My hunch is that Ev was getting less enjoyment from that ‘symbolic’  sense of reward from work increasingly less connected to the product.

Also, in Costolo he has a manager with real experience ramping up large organizations. As Baritz points out in the same interview, there are four types in a great leadership team:

You need to have somebody who is a strategist or visionary, who sets the goals for where the organization needs to go.

You need to have somebody who is the classic manager — somebody who takes care of the organization, in terms of making sure that everybody knows what they need to do and making sure that tasks are broken up into manageable actions and how they’re going to be measured.

You need a champion for the customer, because you are trying to translate your product into something that customers are going to pay for. So it’s important to have somebody who empathizes and understands how customers will see it. I’ve seen many endeavors fail because people weren’t able to connect the strategy to the way the customers would see the issue.

Then, lastly, you need the enforcer. You need somebody who says: “We’ve stared at this issue long enough. We’re not going to stare at it anymore. We’re going to do something about it. We’re going to make a decision. We’re going to deal with whatever conflict we have.”

You very rarely find more than two of those personalities in one person. I’ve never seen it. And really great teams are where you have a group of people who provide those functions and who respect each other and, equally importantly, both know who they are and who they are not. Often, I’ve seen people get into trouble when they think they’re the strategist and they’re not, or they think they’re the decision maker and they’re not.

From this perspective it’s clear that Ev is a product visionary, while Costolo is the ‘classic manager’: a business man. But Ev might have opted to be a Jobs-type visionary, and built his team around him to match his skills.

I guess that there is a hidden deal in here: Costolo took the COO job under the condition that if he was able to settle things down at Twitter — to make the trains run on time — then he would get the CEO job, and Ev would step aside into a Chairman/Product Visionary role. Now that Twitter has started to become more focused on money, and less obsessed with building an ecosystem, this lines up.

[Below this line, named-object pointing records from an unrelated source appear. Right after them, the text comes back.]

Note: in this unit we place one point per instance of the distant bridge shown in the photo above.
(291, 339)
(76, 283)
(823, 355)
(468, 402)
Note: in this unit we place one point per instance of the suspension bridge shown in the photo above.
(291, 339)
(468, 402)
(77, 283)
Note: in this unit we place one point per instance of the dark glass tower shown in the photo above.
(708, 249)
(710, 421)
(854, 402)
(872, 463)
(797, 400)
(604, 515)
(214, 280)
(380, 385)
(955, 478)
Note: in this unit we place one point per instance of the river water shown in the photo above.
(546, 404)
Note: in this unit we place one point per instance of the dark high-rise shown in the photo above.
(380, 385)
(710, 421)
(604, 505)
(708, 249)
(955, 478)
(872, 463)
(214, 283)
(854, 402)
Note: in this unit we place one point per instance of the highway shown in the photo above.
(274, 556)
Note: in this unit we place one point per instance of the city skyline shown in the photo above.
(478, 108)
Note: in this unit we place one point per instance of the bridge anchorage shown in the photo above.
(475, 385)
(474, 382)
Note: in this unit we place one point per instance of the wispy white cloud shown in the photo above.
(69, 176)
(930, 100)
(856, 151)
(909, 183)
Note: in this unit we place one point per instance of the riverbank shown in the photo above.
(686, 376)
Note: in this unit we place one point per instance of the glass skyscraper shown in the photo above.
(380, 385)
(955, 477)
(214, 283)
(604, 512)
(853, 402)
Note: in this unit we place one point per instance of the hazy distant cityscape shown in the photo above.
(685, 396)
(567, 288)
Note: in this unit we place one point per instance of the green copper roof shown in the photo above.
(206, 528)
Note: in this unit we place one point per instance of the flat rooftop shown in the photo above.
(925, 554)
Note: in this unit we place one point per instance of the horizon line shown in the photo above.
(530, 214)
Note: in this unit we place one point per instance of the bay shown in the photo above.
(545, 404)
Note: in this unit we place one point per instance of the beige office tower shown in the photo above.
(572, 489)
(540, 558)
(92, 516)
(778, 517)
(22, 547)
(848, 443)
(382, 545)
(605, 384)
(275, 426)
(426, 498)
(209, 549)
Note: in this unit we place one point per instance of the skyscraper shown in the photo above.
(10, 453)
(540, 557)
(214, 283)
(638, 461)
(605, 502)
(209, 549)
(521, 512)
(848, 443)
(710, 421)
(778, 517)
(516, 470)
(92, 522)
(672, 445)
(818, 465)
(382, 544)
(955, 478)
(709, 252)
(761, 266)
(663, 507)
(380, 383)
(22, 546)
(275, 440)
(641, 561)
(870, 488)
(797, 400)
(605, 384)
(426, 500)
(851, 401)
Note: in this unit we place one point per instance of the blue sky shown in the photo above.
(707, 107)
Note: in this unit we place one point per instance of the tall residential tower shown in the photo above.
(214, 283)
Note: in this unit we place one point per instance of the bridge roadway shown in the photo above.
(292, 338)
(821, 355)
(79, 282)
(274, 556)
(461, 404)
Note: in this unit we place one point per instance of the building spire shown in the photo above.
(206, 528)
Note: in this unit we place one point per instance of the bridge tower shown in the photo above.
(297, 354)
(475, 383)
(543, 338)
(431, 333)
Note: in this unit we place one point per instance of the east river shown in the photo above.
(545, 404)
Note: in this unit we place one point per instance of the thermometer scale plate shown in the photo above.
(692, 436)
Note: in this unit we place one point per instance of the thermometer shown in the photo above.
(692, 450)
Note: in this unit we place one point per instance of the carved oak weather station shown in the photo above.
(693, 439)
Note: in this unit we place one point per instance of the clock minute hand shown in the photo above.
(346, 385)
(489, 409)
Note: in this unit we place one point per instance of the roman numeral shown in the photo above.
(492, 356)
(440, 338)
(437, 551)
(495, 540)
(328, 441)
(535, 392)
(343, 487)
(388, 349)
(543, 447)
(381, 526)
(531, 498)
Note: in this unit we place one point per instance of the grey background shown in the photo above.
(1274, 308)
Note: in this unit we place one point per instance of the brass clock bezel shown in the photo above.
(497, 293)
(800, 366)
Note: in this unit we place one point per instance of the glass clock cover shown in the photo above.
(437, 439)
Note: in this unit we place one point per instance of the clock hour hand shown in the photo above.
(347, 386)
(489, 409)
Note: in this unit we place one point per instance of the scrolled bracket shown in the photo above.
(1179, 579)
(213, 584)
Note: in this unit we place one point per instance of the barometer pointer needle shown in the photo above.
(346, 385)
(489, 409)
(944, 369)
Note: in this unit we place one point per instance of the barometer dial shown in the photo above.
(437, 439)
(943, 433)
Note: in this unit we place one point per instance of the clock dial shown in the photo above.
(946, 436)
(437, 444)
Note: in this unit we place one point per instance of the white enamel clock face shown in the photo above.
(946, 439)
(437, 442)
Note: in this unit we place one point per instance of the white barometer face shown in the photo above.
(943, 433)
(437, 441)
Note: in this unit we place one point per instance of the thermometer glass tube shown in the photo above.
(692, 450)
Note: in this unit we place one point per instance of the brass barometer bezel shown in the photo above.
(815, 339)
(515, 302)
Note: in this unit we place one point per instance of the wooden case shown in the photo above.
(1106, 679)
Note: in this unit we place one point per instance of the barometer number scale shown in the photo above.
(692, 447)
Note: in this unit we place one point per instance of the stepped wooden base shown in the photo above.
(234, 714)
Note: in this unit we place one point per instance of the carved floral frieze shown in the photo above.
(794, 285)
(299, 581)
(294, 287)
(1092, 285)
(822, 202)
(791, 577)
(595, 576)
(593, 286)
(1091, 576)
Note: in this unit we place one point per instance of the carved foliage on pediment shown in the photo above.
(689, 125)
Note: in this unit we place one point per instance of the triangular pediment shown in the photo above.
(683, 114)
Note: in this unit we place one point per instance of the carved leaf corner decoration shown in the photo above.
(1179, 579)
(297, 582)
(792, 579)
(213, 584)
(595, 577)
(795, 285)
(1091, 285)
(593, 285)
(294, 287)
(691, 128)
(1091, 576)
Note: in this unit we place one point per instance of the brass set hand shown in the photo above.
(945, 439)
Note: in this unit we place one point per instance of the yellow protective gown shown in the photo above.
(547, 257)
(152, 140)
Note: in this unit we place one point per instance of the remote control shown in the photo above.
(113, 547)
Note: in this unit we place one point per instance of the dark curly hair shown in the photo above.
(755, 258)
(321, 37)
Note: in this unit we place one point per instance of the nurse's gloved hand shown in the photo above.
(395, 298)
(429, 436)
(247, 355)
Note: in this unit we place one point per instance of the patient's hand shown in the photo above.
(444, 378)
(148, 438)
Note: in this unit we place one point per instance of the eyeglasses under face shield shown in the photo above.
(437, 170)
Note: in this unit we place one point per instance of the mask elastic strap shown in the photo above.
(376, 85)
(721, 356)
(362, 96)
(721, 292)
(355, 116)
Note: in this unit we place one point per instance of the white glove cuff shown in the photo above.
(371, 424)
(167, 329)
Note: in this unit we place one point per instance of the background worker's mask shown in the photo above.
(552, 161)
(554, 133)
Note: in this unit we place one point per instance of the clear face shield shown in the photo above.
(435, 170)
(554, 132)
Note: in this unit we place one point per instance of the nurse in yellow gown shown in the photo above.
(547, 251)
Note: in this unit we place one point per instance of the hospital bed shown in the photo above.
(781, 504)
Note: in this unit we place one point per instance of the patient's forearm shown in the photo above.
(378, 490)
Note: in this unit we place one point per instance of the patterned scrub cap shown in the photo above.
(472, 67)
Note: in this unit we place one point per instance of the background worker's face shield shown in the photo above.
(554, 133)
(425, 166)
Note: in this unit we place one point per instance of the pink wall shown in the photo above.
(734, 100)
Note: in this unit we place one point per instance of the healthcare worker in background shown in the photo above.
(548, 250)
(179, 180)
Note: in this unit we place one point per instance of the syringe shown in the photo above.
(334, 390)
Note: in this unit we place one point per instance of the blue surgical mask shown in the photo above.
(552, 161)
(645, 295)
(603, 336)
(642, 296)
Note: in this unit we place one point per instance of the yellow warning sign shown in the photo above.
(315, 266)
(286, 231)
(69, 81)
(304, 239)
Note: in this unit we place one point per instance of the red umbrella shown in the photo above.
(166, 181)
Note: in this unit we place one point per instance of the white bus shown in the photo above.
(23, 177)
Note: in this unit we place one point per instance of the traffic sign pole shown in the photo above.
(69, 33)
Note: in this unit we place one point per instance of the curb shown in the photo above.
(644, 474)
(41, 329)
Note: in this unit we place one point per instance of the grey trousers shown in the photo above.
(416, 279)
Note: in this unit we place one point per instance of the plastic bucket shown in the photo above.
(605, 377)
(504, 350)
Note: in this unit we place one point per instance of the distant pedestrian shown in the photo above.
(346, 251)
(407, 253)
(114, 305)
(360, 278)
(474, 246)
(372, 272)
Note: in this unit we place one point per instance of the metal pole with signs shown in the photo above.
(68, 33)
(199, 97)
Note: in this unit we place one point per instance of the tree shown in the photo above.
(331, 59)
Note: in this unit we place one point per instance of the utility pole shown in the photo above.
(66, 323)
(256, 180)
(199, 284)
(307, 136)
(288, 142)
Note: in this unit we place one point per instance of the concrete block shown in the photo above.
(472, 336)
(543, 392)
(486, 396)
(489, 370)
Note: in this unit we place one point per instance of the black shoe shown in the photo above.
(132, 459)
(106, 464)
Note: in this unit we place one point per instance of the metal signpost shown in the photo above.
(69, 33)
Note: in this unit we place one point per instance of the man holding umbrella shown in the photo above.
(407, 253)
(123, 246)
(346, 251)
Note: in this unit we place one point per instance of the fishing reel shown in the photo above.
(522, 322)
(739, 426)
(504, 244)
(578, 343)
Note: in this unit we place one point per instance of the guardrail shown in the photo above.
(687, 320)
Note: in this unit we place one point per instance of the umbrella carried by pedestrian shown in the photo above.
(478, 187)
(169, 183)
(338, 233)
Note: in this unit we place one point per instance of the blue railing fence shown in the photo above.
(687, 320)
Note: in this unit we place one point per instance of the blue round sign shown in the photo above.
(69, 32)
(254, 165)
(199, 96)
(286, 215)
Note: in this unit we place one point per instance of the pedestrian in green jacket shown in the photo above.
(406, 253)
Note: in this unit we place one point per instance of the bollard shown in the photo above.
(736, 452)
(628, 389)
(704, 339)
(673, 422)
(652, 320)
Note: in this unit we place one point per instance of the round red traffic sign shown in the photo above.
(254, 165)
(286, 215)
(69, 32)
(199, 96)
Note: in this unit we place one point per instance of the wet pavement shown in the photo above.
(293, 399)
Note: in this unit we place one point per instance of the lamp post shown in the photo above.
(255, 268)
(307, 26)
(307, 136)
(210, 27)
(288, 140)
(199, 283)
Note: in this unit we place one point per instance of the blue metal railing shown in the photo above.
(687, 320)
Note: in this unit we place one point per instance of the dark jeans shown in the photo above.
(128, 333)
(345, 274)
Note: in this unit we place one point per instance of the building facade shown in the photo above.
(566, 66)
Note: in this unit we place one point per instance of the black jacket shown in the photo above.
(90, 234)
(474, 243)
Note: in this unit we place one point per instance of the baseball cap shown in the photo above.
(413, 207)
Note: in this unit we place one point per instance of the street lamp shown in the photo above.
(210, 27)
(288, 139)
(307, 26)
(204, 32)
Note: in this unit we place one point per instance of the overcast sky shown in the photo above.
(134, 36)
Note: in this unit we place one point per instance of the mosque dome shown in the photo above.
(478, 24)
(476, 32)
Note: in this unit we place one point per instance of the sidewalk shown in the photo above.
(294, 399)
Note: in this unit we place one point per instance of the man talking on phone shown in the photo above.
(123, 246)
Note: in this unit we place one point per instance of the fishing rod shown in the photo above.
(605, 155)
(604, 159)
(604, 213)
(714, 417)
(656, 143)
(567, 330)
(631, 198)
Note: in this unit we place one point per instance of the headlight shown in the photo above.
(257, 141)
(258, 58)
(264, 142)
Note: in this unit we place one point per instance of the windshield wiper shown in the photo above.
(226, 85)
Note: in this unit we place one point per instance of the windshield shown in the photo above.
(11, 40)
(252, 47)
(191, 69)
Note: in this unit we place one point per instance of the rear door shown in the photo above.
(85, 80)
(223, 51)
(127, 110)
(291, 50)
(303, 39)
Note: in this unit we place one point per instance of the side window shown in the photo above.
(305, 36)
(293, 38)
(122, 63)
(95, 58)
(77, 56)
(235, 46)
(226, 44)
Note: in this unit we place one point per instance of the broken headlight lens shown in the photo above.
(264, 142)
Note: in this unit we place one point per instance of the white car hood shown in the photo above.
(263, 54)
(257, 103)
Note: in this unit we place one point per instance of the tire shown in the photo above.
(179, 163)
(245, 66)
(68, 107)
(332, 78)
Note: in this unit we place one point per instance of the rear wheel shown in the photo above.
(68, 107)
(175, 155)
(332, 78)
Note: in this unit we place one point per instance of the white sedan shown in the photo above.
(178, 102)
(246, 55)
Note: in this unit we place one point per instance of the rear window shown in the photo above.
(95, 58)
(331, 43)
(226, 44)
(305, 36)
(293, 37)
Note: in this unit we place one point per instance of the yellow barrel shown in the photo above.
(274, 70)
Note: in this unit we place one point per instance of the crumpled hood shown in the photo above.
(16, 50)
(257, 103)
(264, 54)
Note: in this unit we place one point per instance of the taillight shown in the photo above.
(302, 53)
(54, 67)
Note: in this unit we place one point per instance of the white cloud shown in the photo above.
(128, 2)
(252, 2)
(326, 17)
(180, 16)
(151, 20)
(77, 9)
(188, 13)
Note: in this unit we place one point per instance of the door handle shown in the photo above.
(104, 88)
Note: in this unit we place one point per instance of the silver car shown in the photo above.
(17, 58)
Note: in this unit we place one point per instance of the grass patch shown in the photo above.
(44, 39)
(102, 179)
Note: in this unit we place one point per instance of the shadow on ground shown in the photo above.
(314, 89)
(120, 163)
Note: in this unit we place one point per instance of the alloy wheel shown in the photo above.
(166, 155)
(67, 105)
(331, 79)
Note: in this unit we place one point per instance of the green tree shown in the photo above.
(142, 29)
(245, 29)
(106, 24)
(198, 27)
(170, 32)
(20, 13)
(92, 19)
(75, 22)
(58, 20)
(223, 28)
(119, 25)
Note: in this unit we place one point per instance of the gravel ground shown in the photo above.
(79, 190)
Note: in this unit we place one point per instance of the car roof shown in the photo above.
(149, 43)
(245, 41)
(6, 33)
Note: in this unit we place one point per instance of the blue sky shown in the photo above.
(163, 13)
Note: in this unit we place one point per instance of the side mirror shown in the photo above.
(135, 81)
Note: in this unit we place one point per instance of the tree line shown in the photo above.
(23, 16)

I bet the investors will sleep better tonight.

Source: blog.twitter.com

Ev Williams: Twitter Will Actually Help Information Overload - Liz Gannes ⇢

via @mathewi

Williams, on stage at a Girls in Tech event at Kicklabs, compared Twitter to email, where information overload can be incapacitating. “The problem with email is that it’s sender-driven, and sender-driven media doesn’t scale,” he said. On the one hand, the recipient hates email for being spammy because “the sender is motivated to send as much stuff as possible because it’s free.” On the other hand, the sender may be dissatisfied because she’s not reaching the right audience for whom she may not even have email addresses.

Blogging (Williams was previously the founder of Blogger) and Tweeting can be different (and better) than email, he said, because people who have something to say can find their audience. That’s a much better situation for both the publisher of the information and the consumer of it. So recipient-based media can scale better “in a world of infinite information,” he said.

That’s also a contrast to Google, said Williams, which serves more purpose-driven needs versus Twitter’s focus on “an interest-based world.”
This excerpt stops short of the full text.